An artist's take on mentoring

Throughout National Mentoring Month, we will be highlighting different perspectives on The Mentor Effect from community leaders across Massachusetts. Today's perspective comes from Yo-el Cassell, the Citydance program manager at the Boston Ballet. Yo-el is a graduate of the Boston Conservatory and has performed in a variety of shows and films, as well as with the Virginia Opera, Heidi Latsky Dance, Chen and Dancers, The American Mime Theater, Spencer/Colton, Pearl Lang Dance Theater, and more.

Why do you believe mentoring is important?

Yo-el Cassell ©Kim KennedyTo mentor is to have the opportunity to not only inspire and inform but to create relate-ability, guidance and support. Without the art of mentoring, we as individuals lose the ability to inspire, be inspired and create meaningful relationships. These relationships can help shape and inform not only a  particular individual, but they also give that individual the keys to unlock and inspire others in society. When one is mentoring, they are in a unique situation to provide a perspective that is organic, fluid and personal that to me personally, becomes more impactful and impressionistic.

Who are some of your mentors and what impact did those individuals have on your life?

The mentors from my life are wonderfully etched in my memory for building particular aspects of my identity, both personally and artistically. I truly believe in mentoring not only to inspire and inform others but to pass on the memories and lessons that these mentors have provided for me. They literally shaped the way I approach life, the way I value life and the way I can enrich not only my soul but hopefully and thankfully, the soul of others.

My mentors supported, provoked and inspired in so many different ways. I also am blessed to have had so many incredible mentors.

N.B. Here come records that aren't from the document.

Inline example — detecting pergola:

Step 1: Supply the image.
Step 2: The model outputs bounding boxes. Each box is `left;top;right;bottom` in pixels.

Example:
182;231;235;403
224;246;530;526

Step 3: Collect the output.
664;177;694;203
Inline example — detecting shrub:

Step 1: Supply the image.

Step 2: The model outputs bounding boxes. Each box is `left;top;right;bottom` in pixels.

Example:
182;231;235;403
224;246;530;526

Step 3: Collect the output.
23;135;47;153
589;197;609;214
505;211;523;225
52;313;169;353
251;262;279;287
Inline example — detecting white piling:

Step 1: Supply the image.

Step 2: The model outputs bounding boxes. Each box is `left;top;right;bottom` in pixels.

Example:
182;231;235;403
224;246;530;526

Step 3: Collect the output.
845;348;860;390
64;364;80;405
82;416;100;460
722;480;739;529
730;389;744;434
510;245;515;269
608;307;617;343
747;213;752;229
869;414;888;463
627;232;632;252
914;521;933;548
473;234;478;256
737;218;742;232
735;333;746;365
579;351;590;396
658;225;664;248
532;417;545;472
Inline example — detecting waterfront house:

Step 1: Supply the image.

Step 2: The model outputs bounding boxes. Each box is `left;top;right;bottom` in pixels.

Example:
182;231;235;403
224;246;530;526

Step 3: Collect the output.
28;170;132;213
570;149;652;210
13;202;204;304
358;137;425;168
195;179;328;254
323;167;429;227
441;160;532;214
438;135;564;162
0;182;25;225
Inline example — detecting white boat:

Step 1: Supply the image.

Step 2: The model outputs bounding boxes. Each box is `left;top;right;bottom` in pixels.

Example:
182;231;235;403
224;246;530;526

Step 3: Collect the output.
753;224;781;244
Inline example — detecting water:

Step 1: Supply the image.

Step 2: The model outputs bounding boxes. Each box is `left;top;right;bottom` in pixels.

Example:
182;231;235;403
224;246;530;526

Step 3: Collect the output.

Some include my inspiring father and mother, Arnold and Edna Cassell, who informed my positive outlook and approach in life and in the arts; and my grandfather, Jesus Garcia, confirmed my passion for creativity. Some of my teachers, such as Marina Votta, Michael Lawrence, Sam Kurkjian and  Richard Colton, inspired  me to affirm my belief in how I cannot merely be just a choreographer, dancer or teacher but truly a versatile artist  on a path of discovery each and every day. My wife, Melodie Jeffery-Cassell, made me deeply trust who I am as a person. Lastly, my students are mentors as well, taking advantage of the opportunity to believe that if you can impress the work you are doing then in the end, like mentoring, you are leaving an impression that is memorable, organic and personal.